Message Consuming as a Producer Consumer (w Batcher)
The sequence flow which starts with ProducerStage takes another path as the ProcessorStage is changed to be :producer_consumer with batchers. And the take_pc_events/3 function actually calls consumer_dispatch/6 that we covered in the post about processor.
sequenceDiagram
participant P as ProducerStage
participant D as DemandDispatcher
participant PS as ProcessorStage
P->>P: take_from_buffer(counter, %{stage | dispatcher_state: dispatcher_state})
P->>P: noreply_callback(:handle_demand, [counter, state], stage)
P->>P: handle_demand/2
P->>P: handle_noreply_callback/2
P->>P: dispatch_events/3
P->>D: dispatch/3
alt as Producer
P--)PS: handle_info({:"$gen_consumer", {producer_pid, ref}, events}, %{type: :consumer} = stage)
PS->>PS: consumer_dispatch/6
else as ProducerConsumer
P--)PS: handle_info({:"$gen_consumer", {producer_pid, ref}, events}, %{type: :producer_consumer} = stage)
loop take_pc_events/3 until event in queue is empty
PS->>PS: send_pc_events/3
PS->>PS: consumer_dispatch/6
end
end
Because the messages will be forwarded to the batchers without acknowledgement after processing. As a result, the successful_messages_to_ack is [], and the successful_messages_to_forward contain all messages to batchers. Below is the sub-sequence flow of dispatch_events/3:
sequenceDiagram
participant PS as ProcessorStage
participant DD as DemandDispatcher
participant PD as PartitionDispatcher
participant BS as BatcherStage
alt w only one Batcher
PS->>DD: dispatch(successful_messages_to_forward)
loop dispatch_demand/3 until every batcher's demand is met
DD->>DD: split_events/3
PS->>BS: send(batcher_pid, {:"$gen_consumer", {self(), ref}, deliver_now}, [:noconnect])
end
else w multiple Batcher
PS->>PD: dispatch(successful_messages_to_forward)
loop until every partition is dispatched
PD->>PD: split_events/4
PD->>PD: dispatch_per_partition/1
PD->>PD: maybe_send/3
PS->>BS: send(batcher_pid, {:"$gen_consumer", {self(), ref}, :lists.reverse(events)}, [:noconnect])
end
end
PS--)BS: handle_info({:"$gen_consumer", {processor_pid, ref}, events}, %{type: :producer_consumer} = stage)
BS->>BS: take_pc_events/3
Again, the take_pc_events/3 function of the BatcherStage process is triggered. As you can see, the GenStage pipelines work in such a way repeatedly on each stage. Hence, we know that the Dispatcher will dispatch the events to BatchProcessorStage, and that process receiving the message will invoke consumer_dispatch/6 and handle_events/3.

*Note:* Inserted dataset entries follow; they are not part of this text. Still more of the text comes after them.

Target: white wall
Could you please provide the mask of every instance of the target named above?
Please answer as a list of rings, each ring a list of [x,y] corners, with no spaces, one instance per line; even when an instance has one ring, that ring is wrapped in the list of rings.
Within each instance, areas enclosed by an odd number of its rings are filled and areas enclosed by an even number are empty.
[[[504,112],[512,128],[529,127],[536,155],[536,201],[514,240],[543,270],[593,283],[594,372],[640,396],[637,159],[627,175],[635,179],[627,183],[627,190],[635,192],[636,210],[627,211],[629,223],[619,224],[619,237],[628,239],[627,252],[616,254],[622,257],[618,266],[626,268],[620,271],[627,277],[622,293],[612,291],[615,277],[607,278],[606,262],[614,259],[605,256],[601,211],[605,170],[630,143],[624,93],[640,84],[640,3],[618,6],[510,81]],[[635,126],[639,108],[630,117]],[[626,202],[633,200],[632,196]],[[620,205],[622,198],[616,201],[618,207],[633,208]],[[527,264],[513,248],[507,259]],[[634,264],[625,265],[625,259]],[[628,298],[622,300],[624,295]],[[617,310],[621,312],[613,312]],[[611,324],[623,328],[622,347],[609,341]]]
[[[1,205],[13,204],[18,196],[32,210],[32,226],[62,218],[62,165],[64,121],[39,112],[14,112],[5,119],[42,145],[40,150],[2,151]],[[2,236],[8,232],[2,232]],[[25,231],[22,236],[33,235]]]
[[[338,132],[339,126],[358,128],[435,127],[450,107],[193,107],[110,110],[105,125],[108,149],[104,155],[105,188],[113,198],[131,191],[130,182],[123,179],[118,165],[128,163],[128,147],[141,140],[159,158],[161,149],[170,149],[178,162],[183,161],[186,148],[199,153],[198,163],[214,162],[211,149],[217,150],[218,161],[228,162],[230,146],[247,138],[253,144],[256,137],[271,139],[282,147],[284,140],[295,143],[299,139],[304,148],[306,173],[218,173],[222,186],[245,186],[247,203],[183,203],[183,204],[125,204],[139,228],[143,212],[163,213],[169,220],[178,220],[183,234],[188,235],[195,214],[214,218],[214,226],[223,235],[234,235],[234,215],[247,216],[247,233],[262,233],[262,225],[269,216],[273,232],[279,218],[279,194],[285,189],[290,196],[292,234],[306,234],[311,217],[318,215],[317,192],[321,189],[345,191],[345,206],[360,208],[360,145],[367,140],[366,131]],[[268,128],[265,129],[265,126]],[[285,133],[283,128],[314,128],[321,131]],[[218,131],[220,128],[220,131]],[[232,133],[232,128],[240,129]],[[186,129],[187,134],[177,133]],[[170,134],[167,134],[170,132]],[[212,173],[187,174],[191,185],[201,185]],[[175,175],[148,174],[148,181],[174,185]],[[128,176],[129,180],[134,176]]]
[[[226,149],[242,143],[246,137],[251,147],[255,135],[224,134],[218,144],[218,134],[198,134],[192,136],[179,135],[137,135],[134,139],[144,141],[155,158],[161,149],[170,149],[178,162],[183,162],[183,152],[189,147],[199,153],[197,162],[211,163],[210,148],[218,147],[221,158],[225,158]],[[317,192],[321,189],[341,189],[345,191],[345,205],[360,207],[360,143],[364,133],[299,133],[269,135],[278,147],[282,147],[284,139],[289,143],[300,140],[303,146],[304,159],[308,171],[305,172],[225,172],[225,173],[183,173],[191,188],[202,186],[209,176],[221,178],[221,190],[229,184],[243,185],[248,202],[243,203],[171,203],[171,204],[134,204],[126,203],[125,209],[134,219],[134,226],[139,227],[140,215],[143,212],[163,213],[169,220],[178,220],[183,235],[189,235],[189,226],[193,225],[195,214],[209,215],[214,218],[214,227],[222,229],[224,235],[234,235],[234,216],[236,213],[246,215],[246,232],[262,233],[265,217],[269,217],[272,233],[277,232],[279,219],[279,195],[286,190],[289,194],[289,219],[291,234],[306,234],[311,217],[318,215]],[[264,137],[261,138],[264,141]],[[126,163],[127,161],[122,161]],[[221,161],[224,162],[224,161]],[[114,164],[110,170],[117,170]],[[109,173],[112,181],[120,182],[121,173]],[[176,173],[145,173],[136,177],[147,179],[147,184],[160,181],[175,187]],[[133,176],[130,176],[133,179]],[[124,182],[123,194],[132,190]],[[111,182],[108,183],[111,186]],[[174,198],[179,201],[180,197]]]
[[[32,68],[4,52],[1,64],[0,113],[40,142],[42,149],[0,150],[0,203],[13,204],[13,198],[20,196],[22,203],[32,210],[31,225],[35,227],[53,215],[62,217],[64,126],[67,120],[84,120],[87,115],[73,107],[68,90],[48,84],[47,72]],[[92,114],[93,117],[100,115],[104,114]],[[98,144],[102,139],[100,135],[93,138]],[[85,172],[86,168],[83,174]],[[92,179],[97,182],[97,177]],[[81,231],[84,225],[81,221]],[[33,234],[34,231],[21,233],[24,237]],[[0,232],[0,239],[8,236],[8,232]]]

Below is the sub-sequence flow of handle_events/3 in BatchProcessorStage:
sequenceDiagram participant BP as BatchProcessorStage participant A as Acknowledger participant B as MyBW BP->>BP: handle_batch/4 BP->>B: handle_batch/4 BP->>A: maybe_handle_failed_messages/3 A->>B: handle_failed/2 BP->>A: ack_messages(successful_messages_to_ack, failed_messages)
Now, we basically know how Broadway works with different pipeline options underneath. However, it’s still far from really understanding it from bottom-up. When I was working on this post, I came across one interesting article about Broadway’s concurrency and how misconfiguration might have great impact on it. The author did a lot of debugging to figure it out. I will see if I can see it from the source code level with the observation from this article.